And while Brooks too may have you yelping in annoyance at a missed layup every now and then, that’s where the similarities end.

Brooks is just a flat-out better shooter than Sessions by a tremendous rate. Brooks once led the league in total 3-pointers made for an entire season, and he’s a bona fide long range threat: he hit 38.7% of his threes last year, most of them above the break, and it’s something he’s done his whole career. While Sessions hit over 40% of his threes as a Wizard last year, he averages 31% for his career, and he’s primed for some real regression.

Brooks has always been a more dynamic scorer than Sessions, and that gulf has grown. Brooks also coupled that with a higher assist rate than Sessions last season (24.2 assist% for Brooks to 23.0 for Sessions,) and while Brooks is far from an All-Defense player, Sessions is an absolute individual catastrophe. Advantage Brooks.

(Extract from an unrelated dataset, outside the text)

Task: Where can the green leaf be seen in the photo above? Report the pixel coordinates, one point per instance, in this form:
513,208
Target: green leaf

Once Rasual Butler faded back to Earth, the Wizards didn’t really have any bench players who could put up points in a hurry. Brooks provides. He could end up being a very productive grab for the Wizards, possibly using their bi-annual exception, which Ernie Grunfeld last used on another backup point guard: Eric Maynor. Oh boy.

So how about it, gang? John Wall, followed by Aaron Brooks. Speed on speed. I’m cramping up just thinking about it.